Across the schools I visited in Senegal, I observed students developing global competence in meaningful and authentic ways. Students demonstrated a strong ability to communicate ideas across languages and cultures. All students were multilingual, speaking Wolof, French, English, Arabic, and sometimes other local languages. This allowed them to express ideas not just in different languages but in different contexts and showed how communication is deeply connected to both cultural identity and global connection in Senegal. As a monolingual English speaker, this was humbling. It pushed me to reflect on what I model for my own students about linguistic curiosity, and how I can better honor multilingualism as an asset and a form of intelligence in my classroom.
I also noticed how art, music, and tradition were valued and honored within school and home settings alongside modern perspectives, giving students multiple frameworks for understanding and expressing their place in the world. Senegalese schools appeared to treat cultural identity not as something separate from global awareness, but as the very foundation for which students could engage with the wider world confidently and critically.
Students were also actively encouraged to investigate the world, particularly through learning about environmental challenges. Topics like climate change, sea level rise, and air pollution were discussed in classrooms, along with the notion of "freedom" and what that means in different contexts. All of this is helping students connect global issues to their local context in Senegal.
I also saw students recognizing perspectives through a strong emphasis on empathy and relationships. Schools welcomed outside educators, including us Fulbright educators, and created opportunities for cultural exchange. There was a clear culture of respect, curiosity, and openness to different viewpoints, as well as excitement to share their culture.
Finally, students were taking action through leadership opportunities and clubs. English clubs, student government, and other groups provided spaces for students to identify issues in their communities and start thinking about their local impact. These experiences helped students see themselves as contributors and emerging leaders. One of the most inspiring parts of this was seeing girls hold these leadership roles.

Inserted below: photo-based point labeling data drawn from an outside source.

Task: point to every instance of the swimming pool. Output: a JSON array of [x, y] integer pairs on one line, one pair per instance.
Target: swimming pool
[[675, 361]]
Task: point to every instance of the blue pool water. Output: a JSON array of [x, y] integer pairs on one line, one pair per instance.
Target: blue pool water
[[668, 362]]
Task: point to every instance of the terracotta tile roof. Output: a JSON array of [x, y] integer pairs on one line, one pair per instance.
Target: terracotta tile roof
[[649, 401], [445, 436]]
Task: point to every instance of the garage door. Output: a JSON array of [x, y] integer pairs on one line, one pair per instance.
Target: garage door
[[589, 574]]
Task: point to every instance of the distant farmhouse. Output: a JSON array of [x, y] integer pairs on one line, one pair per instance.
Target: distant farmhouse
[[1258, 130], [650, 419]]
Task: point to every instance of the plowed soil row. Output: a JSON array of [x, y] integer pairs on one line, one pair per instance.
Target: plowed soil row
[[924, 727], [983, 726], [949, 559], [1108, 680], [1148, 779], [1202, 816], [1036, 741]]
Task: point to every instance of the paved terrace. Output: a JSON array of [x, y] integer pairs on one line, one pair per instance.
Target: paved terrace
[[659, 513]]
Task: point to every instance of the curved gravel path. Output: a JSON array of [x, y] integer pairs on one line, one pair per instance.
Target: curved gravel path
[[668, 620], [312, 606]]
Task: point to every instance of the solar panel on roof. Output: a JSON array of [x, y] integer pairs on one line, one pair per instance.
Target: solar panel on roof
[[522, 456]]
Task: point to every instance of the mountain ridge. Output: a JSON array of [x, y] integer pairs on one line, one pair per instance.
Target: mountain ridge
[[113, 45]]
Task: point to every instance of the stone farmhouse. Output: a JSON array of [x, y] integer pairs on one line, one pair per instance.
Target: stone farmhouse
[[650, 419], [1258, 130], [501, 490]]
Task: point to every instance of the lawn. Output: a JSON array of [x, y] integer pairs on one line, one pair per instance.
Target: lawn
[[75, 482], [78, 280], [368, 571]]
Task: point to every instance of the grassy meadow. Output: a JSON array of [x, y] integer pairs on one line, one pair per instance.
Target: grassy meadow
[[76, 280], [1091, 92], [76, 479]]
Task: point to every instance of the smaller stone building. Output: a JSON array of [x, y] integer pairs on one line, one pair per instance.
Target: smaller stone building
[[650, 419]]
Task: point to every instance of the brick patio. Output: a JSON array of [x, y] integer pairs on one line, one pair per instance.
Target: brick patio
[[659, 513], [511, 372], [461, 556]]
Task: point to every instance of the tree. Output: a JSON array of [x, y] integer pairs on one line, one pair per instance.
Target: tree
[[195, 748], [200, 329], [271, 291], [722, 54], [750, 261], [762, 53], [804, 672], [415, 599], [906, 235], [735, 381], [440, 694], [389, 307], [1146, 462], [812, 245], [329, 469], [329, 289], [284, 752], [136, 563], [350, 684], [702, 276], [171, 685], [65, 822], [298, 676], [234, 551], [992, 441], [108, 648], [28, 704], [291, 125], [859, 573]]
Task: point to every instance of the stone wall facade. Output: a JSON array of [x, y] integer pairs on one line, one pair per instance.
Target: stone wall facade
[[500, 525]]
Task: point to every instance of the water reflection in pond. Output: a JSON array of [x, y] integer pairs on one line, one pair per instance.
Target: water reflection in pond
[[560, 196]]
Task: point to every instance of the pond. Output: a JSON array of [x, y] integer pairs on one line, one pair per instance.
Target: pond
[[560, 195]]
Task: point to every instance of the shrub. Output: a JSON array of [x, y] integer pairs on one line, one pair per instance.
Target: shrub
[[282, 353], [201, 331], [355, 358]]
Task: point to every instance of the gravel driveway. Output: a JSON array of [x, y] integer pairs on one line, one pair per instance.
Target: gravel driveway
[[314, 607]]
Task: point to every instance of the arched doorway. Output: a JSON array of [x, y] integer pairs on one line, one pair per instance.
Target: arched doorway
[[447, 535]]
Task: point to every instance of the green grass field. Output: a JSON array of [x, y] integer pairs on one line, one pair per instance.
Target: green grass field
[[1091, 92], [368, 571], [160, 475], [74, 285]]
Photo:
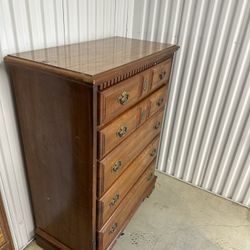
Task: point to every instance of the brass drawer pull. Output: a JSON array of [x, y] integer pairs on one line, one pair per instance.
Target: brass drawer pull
[[123, 98], [153, 152], [145, 84], [122, 131], [117, 166], [143, 114], [157, 125], [160, 101], [162, 74], [114, 200], [113, 228], [150, 176]]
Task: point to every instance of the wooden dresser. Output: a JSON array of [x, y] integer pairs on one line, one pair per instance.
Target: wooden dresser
[[5, 236], [90, 116]]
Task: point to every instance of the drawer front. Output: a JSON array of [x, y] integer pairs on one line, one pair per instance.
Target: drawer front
[[111, 167], [121, 216], [2, 238], [124, 125], [113, 197], [157, 100], [115, 100], [161, 73]]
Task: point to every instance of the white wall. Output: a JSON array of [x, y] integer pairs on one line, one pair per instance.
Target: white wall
[[33, 24], [206, 139]]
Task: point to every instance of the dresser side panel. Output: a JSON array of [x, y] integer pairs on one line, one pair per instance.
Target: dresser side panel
[[57, 120]]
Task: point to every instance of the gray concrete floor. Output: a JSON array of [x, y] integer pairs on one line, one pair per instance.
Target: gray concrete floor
[[178, 216]]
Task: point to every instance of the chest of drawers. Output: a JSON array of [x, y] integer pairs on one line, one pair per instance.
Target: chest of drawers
[[90, 116], [5, 236]]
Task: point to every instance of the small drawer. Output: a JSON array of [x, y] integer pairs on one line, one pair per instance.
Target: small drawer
[[111, 167], [125, 124], [115, 100], [117, 131], [113, 197], [161, 73], [2, 238], [124, 212], [158, 99]]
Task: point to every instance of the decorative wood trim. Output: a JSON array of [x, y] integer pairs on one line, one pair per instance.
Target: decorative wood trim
[[46, 238], [130, 72]]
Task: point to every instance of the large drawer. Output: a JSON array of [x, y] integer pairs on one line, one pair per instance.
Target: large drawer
[[110, 168], [125, 124], [119, 98], [113, 197], [123, 213]]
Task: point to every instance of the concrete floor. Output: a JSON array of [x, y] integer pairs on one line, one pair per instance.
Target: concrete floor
[[178, 216]]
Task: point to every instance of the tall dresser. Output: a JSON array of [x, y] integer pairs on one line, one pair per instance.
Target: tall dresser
[[90, 116], [5, 236]]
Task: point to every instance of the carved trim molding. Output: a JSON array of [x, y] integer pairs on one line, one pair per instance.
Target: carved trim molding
[[120, 76]]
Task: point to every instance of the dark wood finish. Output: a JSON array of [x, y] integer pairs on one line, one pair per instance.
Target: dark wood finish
[[92, 61], [5, 236], [57, 121], [135, 89], [124, 125], [126, 152], [71, 101], [113, 197], [121, 216]]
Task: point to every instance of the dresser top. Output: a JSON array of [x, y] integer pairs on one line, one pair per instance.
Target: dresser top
[[94, 58]]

I am left wondering how these strong foundations in global competence can be further supported to help students translate their learning into meaningful action, particularly around environmental challenges. Specifically, I wonder how educators and schools in Senegal can continue to empower students as changemakers in ways that are rooted in their own cultural context, values, and community priorities, without imposing outside or Western perspectives on what “action” should look like. I am also curious about what systems, resources, or partnerships might support students in moving from awareness to sustained, locally-driven impact, especially in addressing issues like waste management, climate change, and environmental sustainability.